Morshchakova was on the Council's expert group that analyzed and provided its conclusions in the YUKOS case.
The YUKOS case has been one of the most high-profile in Russia in recent years. In the early 2000s, the authorities accused the executives of YUKOS, then the country's largest oil company, of embezzlement and tax evasion. In 2005, the court sentenced Mikhail Khodorkovsky and his codefendant, former Menatep head Platon Lebedev, to eight years in prison for fraud and tax evasion.
Many in the West believe the case against YUKOS was politically driven, but Moscow has denied the charges.
In late 2010, a Moscow district court sentenced Khodorkovsky and Lebedev to 14 years in prison for oil theft and money laundering. They were expected to be released in 2017, taking into account the time they had already served for their convictions from their first trial in 2005. However, on May 24, 2011, the Moscow City Court reduced their sentences by one year. They now may be released in 2016.
The Human Rights Council working group analyzed the second YUKOS case and concluded in 2011 that the Criminal Code has no provisions to qualify Khodorkovsky and Lebedevs actions as a crime.
"Most experts agreed that the Criminal Code has no provisions to qualify the actions as a crime," Morshchakova said in December 2011.
Experts also believe that the presumption of innocence was violated while hearing the case and passing the sentence. Furthermore, the prosecution has not produced any reliable explanations as to why Khodorkovsky and Lebedev had been subject to multiple prosecution.
Human Rights Council head Mikhail Fedotov said there is nothing unusual in Morshchakova being summoned for questioning and expressed readiness to answer the investigators' questions, if necessary.

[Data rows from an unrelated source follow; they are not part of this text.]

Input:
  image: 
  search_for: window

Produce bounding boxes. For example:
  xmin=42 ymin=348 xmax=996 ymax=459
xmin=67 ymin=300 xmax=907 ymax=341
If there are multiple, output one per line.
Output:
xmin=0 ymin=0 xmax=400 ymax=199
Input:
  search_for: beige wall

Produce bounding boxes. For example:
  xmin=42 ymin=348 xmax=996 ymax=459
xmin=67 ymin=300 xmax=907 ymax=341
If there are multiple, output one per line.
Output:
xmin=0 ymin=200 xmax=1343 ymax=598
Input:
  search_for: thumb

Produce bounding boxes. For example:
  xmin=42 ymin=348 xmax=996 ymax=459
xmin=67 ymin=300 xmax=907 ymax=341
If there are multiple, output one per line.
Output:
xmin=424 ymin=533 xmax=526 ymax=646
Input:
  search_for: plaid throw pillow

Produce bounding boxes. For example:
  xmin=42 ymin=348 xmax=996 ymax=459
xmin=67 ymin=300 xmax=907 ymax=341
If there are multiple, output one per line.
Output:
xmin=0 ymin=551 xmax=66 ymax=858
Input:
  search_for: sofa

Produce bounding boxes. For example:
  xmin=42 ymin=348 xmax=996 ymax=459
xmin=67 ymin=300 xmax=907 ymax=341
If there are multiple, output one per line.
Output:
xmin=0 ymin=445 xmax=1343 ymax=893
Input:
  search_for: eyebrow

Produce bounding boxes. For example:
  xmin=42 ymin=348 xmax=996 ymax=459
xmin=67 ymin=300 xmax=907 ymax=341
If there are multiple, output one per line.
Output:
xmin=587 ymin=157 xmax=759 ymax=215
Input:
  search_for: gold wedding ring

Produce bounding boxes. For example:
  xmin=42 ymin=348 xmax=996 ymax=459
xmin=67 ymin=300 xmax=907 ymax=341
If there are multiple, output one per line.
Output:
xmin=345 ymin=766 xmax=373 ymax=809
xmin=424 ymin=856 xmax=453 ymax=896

He said he has nothing to hide.
Leading Russian economist Sergei Guriev was questioned in connection with the YUKOS case in late May. The New Economic School, where he served as rector, is being investigated for receiving funds from Khodorkovsky, according to a source.
Guriev, who has reportedly served as an economic advisor to the government, resigned from his position at the school and asked to be excluded from consideration for a seat on Sberbanks supervisory board. The Russian media have reported that this may have had to do with the Investigative Committee's scrutiny.
According to RIA Novosti, Guriev provided expertise for the Human Rights Council report on the legality of the second case brought against Khodorkovsky and Lebedev.
His contribution to the report maintained Khodorkovsky's innocence and emphasized the claim that there was no conflict of interest related to the affiliates of YUKOS and Khodorkovsky.
Last year, Investigative Committee spokesperson Vladimir Markin claimed that some of those that had evaluated the legality of the second case were affiliates who had taken YUKOS funds, according to RIA Novosti.